人工衛星「みちびき」打ち上げ成功 H2Aロケットに搭載 鹿児島

スマートフォンなどの位置情報の精度を高め、日本版GPS衛星とも呼ばれる人工衛星「みちびき」を搭載したH2Aロケット44号機が、26日午前11時すぎに鹿児島県の種子島宇宙センターから打ち上げられ、打ち上げは成功しました。

日本の人工衛星「みちびき」を搭載したH2Aロケット44号機は、鹿児島県の種子島宇宙センターから26日午前11時19分に打ち上げられました。

ロケットは補助ロケットや1段目などを切り離しながら上昇を続け、打ち上げからおよそ30分後の正午前に、高度260キロ余りで予定どおり「みちびき」を分離し、打ち上げは成功しました。

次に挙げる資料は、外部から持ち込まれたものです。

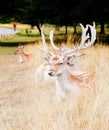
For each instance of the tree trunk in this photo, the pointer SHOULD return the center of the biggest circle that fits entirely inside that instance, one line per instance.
(66, 29)
(102, 31)
(75, 31)
(39, 29)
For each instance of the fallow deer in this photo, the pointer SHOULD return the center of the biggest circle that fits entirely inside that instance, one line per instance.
(59, 67)
(23, 57)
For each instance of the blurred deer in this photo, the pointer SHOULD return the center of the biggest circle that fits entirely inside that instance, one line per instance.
(59, 65)
(23, 57)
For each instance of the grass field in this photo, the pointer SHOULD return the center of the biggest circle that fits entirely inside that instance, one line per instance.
(26, 105)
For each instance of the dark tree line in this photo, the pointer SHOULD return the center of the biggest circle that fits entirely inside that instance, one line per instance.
(59, 12)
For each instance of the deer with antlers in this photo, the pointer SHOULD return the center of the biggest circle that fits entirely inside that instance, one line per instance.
(23, 57)
(60, 66)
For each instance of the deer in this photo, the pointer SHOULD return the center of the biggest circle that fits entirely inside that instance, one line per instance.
(41, 73)
(65, 78)
(73, 57)
(23, 57)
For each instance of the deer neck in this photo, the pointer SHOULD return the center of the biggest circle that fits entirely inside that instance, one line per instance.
(65, 80)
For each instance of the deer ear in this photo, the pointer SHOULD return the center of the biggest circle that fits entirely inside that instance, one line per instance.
(21, 46)
(46, 59)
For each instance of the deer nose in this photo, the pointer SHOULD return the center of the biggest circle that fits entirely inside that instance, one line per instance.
(51, 73)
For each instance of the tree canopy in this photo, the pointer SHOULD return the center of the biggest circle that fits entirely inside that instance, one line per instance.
(59, 12)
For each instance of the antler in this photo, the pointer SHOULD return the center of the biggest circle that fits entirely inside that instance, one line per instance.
(60, 50)
(45, 48)
(83, 44)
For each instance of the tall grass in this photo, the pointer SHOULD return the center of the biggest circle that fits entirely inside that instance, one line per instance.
(39, 110)
(88, 111)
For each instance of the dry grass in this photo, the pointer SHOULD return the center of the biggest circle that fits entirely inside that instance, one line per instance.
(25, 105)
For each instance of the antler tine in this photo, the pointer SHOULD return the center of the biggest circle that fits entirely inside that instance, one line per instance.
(45, 48)
(84, 38)
(51, 40)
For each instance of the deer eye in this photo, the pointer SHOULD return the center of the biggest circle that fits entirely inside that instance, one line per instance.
(60, 63)
(68, 63)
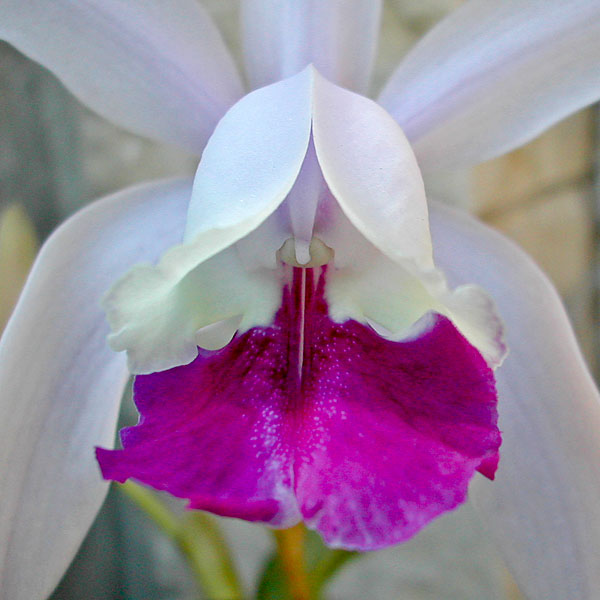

「みちびき」は、アメリカのGPS衛星を補完し日本でのスマートフォンや車のカーナビなどの位置情報の精度を高める国の人工衛星で「日本版GPS衛星」とも呼ばれています。

現在4機体制で運用されていますが、11年前に打ち上げられた1号機がすでに設計上の寿命を迎えていることから、今回はその後継機で「みちびき」としては5機目の打ち上げでした。

今回の打ち上げで、ビルが建ち並ぶ都市部や山に囲まれた場所などGPS衛星の電波が受信しにくい場所でも正確な位置情報を安定して提供するサービスが維持できるようになります。

H2Aロケットは、打ち上げ能力を強化したH2Bロケットも含めると、47回連続で打ち上げに成功し、通算では52回目の成功となり、成功率は98%です。